Usable Capacity Formula
The usable storage capacity is determined by the EC configuration:
Usable Capacity = Raw Capacity x (data_shards / (data_shards + parity_shards))
Example Calculations
The following table shows usable capacity for a cluster with 100 TB of raw disk space under different EC configurations:
| EC Config | Data Shards | Parity Shards | Efficiency | Usable (100 TB raw) | Fault Tolerance |
|---|---|---|---|---|---|
EC 5+2 |
5 | 2 | 71.4% | 71.4 TB | 2 disk failures |
EC 9+2 |
9 | 2 | 81.8% | 81.8 TB | 2 disk failures |
EC 18+3 |
18 | 3 | 85.7% | 85.7 TB | 3 disk failures |
EC 29+3 |
29 | 3 | 90.6% | 90.6 TB | 3 disk failures |
EC 31+2 |
31 | 2 | 93.9% | 93.9 TB | 2 disk failures |
Tip: For most production workloads, EC 9+2 offers a good balance between space efficiency (81.8%) and fault tolerance (2 simultaneous failures). Use EC 18+3 or EC 29+3 for higher parity protection if your environment has a higher risk of correlated disk failures.

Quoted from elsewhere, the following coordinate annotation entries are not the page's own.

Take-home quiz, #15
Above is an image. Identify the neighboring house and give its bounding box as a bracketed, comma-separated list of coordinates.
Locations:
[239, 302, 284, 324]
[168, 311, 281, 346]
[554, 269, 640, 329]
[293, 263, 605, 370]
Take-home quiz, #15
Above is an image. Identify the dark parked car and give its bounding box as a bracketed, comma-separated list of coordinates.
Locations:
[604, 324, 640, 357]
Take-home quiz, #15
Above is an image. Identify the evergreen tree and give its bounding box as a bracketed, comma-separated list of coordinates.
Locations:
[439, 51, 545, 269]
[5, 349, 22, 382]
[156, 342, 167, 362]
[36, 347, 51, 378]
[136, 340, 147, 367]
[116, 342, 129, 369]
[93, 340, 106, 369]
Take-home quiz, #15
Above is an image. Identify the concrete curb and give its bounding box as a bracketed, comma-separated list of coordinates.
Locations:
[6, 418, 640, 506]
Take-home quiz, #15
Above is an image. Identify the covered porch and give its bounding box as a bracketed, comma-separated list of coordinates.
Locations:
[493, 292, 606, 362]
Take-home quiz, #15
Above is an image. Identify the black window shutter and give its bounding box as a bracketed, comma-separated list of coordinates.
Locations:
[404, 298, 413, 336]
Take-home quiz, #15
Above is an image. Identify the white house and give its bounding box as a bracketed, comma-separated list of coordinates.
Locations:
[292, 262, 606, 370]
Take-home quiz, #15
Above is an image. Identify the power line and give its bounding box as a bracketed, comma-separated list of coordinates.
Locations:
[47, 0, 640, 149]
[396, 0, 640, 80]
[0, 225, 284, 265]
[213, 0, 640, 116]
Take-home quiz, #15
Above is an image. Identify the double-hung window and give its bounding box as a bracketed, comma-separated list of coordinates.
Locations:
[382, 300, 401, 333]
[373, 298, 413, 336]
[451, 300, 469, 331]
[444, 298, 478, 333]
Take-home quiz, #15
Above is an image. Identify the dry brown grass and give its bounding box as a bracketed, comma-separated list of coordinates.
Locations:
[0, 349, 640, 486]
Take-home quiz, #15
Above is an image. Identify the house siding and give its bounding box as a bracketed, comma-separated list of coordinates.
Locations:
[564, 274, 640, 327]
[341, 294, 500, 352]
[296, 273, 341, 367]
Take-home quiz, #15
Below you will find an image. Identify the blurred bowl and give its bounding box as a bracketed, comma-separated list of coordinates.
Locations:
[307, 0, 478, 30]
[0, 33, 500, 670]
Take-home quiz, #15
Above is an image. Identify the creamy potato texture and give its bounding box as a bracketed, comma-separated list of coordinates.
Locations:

Warning: EC 31+2 Ultra-Density Mode is designed exclusively for brand-new enterprise-grade servers and drives, deployed in Tier 3+ data centers with 24/7 on-site staff for immediate hardware fault response. With only 2 parity shards, the fault tolerance margin is minimal — any delay in disk replacement increases the risk of data loss.
S3 API
KDSS provides a fully S3-compatible API gateway, supporting standard S3 tools and SDKs. The default endpoint is http://<master-host>:9000.
AWS CLI
Use the standard AWS CLI to interact with KDSS. Configure a custom endpoint to point to your KDSS S3 gateway.
# Configure credentials (use KDSS access key / secret key)
aws configure
# AWS Access Key ID: your-access-key
# AWS Secret Access Key: your-secret-key
# Default region name: us-east-1
# Default output format: json
# Set alias for convenience
alias s3='aws --endpoint-url http://master-host:9000 s3'
alias s3api='aws --endpoint-url http://master-host:9000 s3api'
# Bucket operations
s3 mb s3://my-bucket # Create bucket
s3 ls # List buckets
s3 ls s3://my-bucket/ # List objects
s3 rb s3://my-bucket --force # Delete bucket
# Upload / Download
s3 cp local-file.dat s3://my-bucket/ # Upload file
s3 cp s3://my-bucket/file.dat ./ # Download file
s3 cp ./data/ s3://my-bucket/data/ --recursive # Upload directory
s3 sync ./backup/ s3://my-bucket/backup/ # Sync directory
# Delete
s3 rm s3://my-bucket/file.dat # Delete object
s3 rm s3://my-bucket/ --recursive # Delete all objects
s3cmd
s3cmd is a lightweight command-line tool for S3-compatible storage.
[default]
access_key = your-access-key
secret_key = your-secret-key
host_base = master-host:9000
host_bucket = master-host:9000/%(bucket)
use_https = False
signature_v2 = False
# Bucket operations
s3cmd mb s3://my-bucket
s3cmd ls
# Upload / Download
s3cmd put file.dat s3://my-bucket/
s3cmd get s3://my-bucket/file.dat ./
s3cmd sync ./data/ s3://my-bucket/data/
# File info
s3cmd info s3://my-bucket/file.dat
Python (boto3)
Use the boto3 SDK to access KDSS programmatically from Python.
import boto3
# Create S3 client pointing to KDSS
s3 = boto3.client(
"s3",
endpoint_url="http://master-host:9000",
aws_access_key_id="your-access-key",
aws_secret_access_key="your-secret-key",
region_name="us-east-1",
)
# Create bucket
s3.create_bucket(Bucket="my-bucket")
# Upload file
s3.upload_file("local-file.dat", "my-bucket", "path/to/file.dat")
# Download file
s3.download_file("my-bucket", "path/to/file.dat", "downloaded.dat")
# List objects
resp = s3.list_objects_v2(Bucket="my-bucket", Prefix="path/")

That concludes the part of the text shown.